Ahora hay una ramificación “democratizada” de vigilancia preventiva y que funciona desde los principales partidos políticos y con implicación directa de sus lideres, lo que, al mismo tiempo, a resultado en una especie de rivalidad amistosa con el organismo militar centralizado que tiene que ver con vigilancia, inteligencia y espionaje desde el C5i y su colateral del 9.1.1, DNI y las avanzadas tecnológicas en puestos fronterizos, más las otras menores, en el ministerio militar y la policía.

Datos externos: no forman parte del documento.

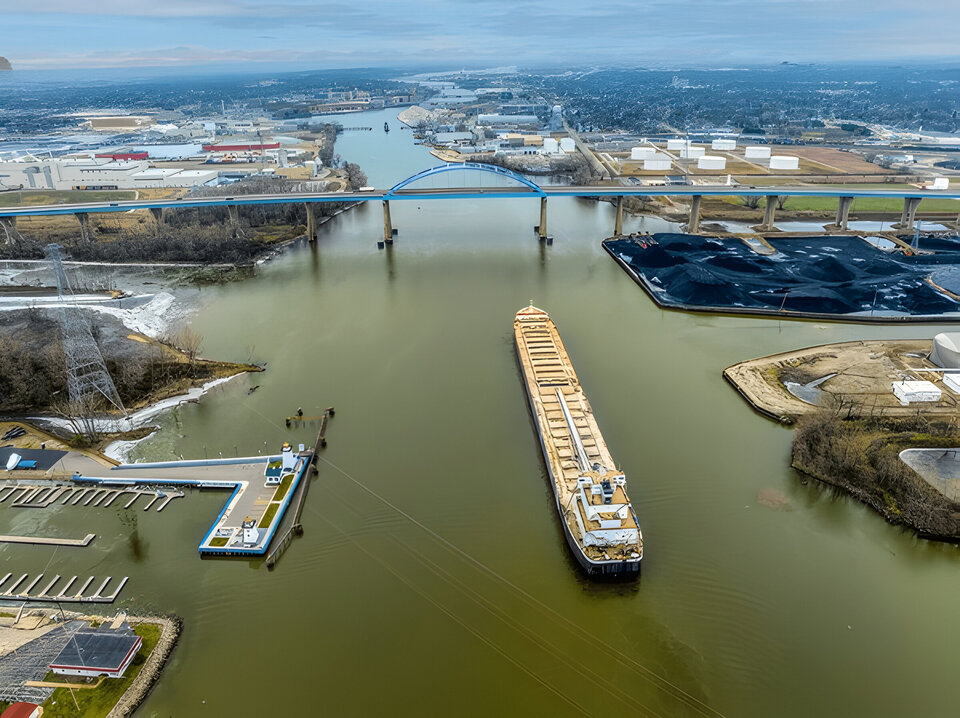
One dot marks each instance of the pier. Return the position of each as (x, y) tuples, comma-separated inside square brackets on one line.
[(48, 541), (10, 593)]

Es decir, en este país, todos los sectores de poder fáctico rivalizan con el Estado en materia de disponer de todas las fuentes y variables de espionaje y contraespionaje y a un nivel tan destacado, que los programadores de la IA rivalizan arduamente para ver quien se le adelanta en capacidad de penetración a algún otro rival y ahora con un proceso subsidiado desde el sector mediático, con el que los barones mediáticos mantienen sus pugnas de influencias entre sí y de pretensión de poder frente al gobierno de turno.

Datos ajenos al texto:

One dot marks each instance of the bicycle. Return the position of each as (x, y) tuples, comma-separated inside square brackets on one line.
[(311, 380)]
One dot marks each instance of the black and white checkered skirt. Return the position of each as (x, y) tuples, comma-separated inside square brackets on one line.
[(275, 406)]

Pero si lo anterior no es suficiente para hablar de espionaje a gran escala, hay que caer en el área de Indotel y las empresas telefónicas y las que en gran mayoría responden a sus casas matrices en el exterior y que como las estadounidenses se encuentran “conectadas” a las redes propias de IA desde la embajada estadounidense principalmente e incluida -en este aspecto- la reguladora oficial del Estado arriba mencionada e igual en otras delegaciones diplomáticas extranjeras.
A todo esto, se tiene también el elemento anárquico de las redes sociales sometidas al vasallaje del poder del dinero y las que ejercen su papel fiscalizador ad hoc y con una agresividad, que simplemente neutraliza a los ciudadanos y manipulándoles de manera que todos o una gran parte, tengan que actuar de acuerdo como se les sugiere e indica desde las redes sociales.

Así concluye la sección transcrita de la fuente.